GW Most of your song structures are very dense and chaotic, but the song “I Don’t Care” is a very simple song by Fall Out Boy standards. The riff reminds me a lot of “Spirit in the Sky,” that old Norman Greenbaum chestnut from back in the day.
TROHMAN Yeah, we’ve gotten that from a few people, which is cool. Riffs like that, they’re classics, and I think you can trace them all the way back to John Lee Hooker. It all came from guys like him. Or if you want to go more contemporary, it’s kind of our take on a ZZ Top riff—and they probably pay homage to John Lee Hooker on half of their songs. So there you go. But yeah, it’s a pretty cool riff. You just can’t hear that sound and not get into it.

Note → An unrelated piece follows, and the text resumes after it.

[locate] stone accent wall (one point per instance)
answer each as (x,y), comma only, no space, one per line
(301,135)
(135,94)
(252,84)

GW Infinity on High went Platinum, but it didn’t go triple Platinum like From Under the Cork Tree. Did that add any kind of pressure to the sessions for the new album?
TROHMAN Not really. I mean, we always put loads of pressure on ourselves, but we just want to make a great record, that’s all. You can never predict what’s going to sell, and you certainly can’t sit there going, “Okay, with this song we’re going to sell one million, but if we add this song, we’re going to hit three million.” It’s just not possible.
Plus, I think Infinity didn’t sell as well as Cork Tree for the same reason that nobody’s records are selling that well: there’s so much turmoil in the music industry, so much downsizing, and people are finding different ways to get their music more and more all the time. There’s very little we can do about that as a band. All we can do is try to make great music and hope it connects with people.
GW Some of the guys in the band have gone through personal changes recently: Patrick is branching out as a songwriter for other artists, and Pete’s gone Hollywood and married a tabloid celebrity. Does all of this make it hard to be a band? Do you feel less unified these days?
TROHMAN If anything, we’re more together as a band than we ever were. All the stuff that goes on around us—all the unwanted attention that’s been thrust upon us—it makes us stronger when we get into a room and go, “Okay, now we’re going to be Fall Out Boy again.” The tabloid things and internet attention—that kind of stuff would break up other bands, but we’re getting along better than ever. I think we realize at the end of the day that we’re all we have and the only reason why we’re successful is because the four of us came together and decided to make music.
GW Now, it’s no secret that you love heavy metal. Do you ever see a day where you might get your ya-yas out in some sort of heavy metal side project?
TROHMAN I don’t know. It’s possible, maybe sometime in the future. But I would never do anything that conflicts with Fall Out Boy. That’s the funny thing that people don’t understand: yes, I do love heavy metal, but I also love the music we make in Fall Out Boy. And I’ve learned so much from these guys. From Patrick I’ve learned about R&B and soul music and about playing in the pocket. I’ve grown so much as a player by not playing heavy metal, as weird as that sounds. I don’t want to shred at 190 beats per minute all the time. That can get so boring. Holding back and showing people what you have in little flashes is so much more interesting. That’s the great thing about being in a band where everybody is so different: we teach one another, and then we become stronger.